A Democrat looking to become Washington’s chief elections official says voter turnout has declined significantly under her Republican opponent’s watch.
The claim: Democrat Tina Podlodowski says that since Republican Kim Wyman was elected secretary of state four years ago, voter turnout in the state has dropped to less than half what it was before Wyman took office.
In a graphic Podlodowski’s campaign has shared repeatedly on social media — labeled “Voter turnout under Kim Wyman” — a stylized chart shows voter participation falling sharply after Wyman’s election in 2012.

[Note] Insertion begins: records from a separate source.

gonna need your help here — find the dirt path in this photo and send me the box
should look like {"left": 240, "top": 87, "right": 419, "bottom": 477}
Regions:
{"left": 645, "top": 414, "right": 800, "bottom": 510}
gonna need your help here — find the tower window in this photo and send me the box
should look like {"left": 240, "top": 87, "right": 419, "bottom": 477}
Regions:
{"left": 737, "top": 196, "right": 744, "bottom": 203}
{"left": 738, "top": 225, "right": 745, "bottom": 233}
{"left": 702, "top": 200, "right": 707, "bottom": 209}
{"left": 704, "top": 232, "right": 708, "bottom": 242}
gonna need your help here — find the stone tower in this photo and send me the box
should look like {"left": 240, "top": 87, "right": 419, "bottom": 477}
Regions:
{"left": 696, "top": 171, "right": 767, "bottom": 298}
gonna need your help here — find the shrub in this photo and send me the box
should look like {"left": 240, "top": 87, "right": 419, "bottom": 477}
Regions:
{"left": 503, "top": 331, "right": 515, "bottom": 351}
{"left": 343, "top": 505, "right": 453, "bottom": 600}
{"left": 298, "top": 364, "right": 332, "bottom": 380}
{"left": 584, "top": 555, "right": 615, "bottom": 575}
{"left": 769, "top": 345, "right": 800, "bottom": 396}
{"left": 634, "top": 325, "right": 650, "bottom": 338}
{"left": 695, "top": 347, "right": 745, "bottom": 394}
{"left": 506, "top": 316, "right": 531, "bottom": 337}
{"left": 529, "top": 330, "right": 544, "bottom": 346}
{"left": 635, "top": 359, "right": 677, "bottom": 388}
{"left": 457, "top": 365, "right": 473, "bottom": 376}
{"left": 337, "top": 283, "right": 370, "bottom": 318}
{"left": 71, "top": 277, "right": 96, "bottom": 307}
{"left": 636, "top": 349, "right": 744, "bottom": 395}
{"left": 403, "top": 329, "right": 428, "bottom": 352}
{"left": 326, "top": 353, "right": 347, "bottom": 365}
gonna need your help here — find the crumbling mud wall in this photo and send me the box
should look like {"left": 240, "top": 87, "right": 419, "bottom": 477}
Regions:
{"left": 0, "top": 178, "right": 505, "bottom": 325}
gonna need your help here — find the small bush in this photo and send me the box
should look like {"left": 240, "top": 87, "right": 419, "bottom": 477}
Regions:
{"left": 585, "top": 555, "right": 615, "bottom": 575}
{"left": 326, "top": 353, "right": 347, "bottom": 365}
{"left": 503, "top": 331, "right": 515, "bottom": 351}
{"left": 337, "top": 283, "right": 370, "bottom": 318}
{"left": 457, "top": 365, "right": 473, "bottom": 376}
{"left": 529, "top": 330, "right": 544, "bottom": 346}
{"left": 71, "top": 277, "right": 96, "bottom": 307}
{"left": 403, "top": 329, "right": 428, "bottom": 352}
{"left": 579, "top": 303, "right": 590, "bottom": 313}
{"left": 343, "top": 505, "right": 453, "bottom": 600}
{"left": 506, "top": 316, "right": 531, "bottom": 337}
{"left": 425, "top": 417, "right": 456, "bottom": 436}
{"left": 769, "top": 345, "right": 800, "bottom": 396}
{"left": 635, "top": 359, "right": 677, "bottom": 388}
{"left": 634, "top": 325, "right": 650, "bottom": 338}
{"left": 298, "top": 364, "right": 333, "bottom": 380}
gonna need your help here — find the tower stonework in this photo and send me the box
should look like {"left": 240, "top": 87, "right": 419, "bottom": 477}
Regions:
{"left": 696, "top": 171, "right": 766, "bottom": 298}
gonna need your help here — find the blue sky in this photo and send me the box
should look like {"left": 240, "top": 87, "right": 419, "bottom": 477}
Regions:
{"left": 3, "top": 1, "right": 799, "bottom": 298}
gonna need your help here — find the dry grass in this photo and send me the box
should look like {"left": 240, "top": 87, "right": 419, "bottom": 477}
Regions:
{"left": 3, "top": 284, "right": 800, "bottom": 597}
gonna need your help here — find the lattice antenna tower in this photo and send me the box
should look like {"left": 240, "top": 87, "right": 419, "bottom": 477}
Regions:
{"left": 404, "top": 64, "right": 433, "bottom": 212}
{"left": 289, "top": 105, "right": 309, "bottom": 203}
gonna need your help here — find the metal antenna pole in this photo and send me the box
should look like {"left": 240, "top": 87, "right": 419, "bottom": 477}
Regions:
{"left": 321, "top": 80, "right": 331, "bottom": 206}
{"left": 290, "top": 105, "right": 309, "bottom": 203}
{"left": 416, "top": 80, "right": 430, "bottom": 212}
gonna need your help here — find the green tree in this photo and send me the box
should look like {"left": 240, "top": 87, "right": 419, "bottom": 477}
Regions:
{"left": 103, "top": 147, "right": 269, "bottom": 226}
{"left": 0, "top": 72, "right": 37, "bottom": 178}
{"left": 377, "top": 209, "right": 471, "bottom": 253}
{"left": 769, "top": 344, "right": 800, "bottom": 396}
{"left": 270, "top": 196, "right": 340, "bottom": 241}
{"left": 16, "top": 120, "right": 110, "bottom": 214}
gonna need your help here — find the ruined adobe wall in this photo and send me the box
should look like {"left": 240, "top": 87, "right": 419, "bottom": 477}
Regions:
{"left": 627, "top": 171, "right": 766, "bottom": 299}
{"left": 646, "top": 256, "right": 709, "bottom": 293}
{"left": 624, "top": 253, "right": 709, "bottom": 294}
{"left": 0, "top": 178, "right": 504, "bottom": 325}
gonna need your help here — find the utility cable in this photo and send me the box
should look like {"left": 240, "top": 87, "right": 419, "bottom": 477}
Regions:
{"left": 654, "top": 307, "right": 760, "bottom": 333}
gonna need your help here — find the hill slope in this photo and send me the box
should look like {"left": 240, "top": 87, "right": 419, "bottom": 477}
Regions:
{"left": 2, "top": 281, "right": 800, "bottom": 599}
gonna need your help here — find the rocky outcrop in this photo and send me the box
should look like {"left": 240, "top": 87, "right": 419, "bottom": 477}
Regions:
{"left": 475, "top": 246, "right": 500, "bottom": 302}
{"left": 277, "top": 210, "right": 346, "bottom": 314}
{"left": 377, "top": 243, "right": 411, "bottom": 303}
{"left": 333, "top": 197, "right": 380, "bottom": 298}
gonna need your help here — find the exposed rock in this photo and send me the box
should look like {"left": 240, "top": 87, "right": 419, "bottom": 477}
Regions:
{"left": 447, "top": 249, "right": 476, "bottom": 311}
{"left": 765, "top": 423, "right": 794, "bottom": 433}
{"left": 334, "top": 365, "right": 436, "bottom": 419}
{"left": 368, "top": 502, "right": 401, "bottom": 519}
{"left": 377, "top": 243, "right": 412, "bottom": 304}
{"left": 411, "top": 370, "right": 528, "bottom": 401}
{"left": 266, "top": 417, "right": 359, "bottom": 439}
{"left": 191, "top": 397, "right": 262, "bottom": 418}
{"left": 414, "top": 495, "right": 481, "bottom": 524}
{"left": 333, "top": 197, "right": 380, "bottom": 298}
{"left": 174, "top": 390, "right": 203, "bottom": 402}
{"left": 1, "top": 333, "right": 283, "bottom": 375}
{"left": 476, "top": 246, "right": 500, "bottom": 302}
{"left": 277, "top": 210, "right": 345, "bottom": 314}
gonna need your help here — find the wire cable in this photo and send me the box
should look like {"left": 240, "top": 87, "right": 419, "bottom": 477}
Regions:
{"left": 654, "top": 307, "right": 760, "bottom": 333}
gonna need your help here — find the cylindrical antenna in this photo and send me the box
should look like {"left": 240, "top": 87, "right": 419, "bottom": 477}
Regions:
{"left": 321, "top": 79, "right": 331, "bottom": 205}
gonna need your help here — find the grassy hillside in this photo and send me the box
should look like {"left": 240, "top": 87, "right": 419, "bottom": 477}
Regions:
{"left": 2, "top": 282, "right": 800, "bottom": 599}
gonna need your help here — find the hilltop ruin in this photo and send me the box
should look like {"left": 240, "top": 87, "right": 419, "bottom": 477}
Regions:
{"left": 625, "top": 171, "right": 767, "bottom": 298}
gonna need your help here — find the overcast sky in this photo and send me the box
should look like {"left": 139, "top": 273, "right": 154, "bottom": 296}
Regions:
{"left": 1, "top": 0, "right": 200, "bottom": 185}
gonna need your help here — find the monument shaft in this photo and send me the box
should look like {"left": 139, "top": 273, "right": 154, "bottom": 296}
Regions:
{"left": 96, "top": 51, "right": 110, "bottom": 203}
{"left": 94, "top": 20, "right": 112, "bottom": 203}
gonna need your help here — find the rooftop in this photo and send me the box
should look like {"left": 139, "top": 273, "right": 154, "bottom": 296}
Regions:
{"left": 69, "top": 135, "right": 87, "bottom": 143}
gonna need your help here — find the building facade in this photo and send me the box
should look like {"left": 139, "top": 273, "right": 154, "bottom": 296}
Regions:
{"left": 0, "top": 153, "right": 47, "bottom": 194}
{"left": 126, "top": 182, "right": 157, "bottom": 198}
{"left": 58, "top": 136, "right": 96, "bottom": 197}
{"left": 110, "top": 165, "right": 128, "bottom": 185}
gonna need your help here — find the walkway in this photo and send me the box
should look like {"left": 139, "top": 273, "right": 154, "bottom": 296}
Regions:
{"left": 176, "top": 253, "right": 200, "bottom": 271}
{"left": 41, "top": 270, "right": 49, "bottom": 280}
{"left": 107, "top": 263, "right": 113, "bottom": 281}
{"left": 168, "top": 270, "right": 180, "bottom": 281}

According to the chart, 81 percent of registered voters took part in the 2012 election, followed by 45 percent of voters in 2013, 54 percent of voters in 2014 and 38 percent of voters in 2015.
This year, the graphic says, voter turnout was 35 percent — a number circled in red over a faded picture of Wyman.
The facts: Podlodowski’s campaign graphic mixes turnout numbers from presidential election years with numbers from years that generally aren’t considered comparable.
In Washington and elsewhere, fewer voters take part in mid-term elections — as in 2014 — than cast ballots in presidential election years, such as 2012. Local election years, like those in 2013 and 2015, typically experience even lower turnout, a trend that dates back to before Wyman’s 2012 election.
Podlodowski’s chart also mixes turnout numbers from November general elections and the Aug. 2 primary election.
While it’s true that 81 percent of registered voters in Washington participated in the presidential election in November 2012, only 38.5 percent of voters participated in that year’s primary election in August. That is not far above this year’s August primary election turnout of 35 percent — something Podlodowski’s graph fails to mention.
Elections officials predict that nearly 82 percent of voters will cast ballots in the presidential election this fall, said Dave Ammons, a spokesman for the Office of the Secretary of State.
The conclusion: False. While voter turnout has declined slightly over the past eight years, the reality is much less dramatic than Podlodowski’s chart portrays.
Voter turnout declined by less than four percentage points between the 2012 and 2016 primary elections, not by more than 40 points, as the chart would have voters believe.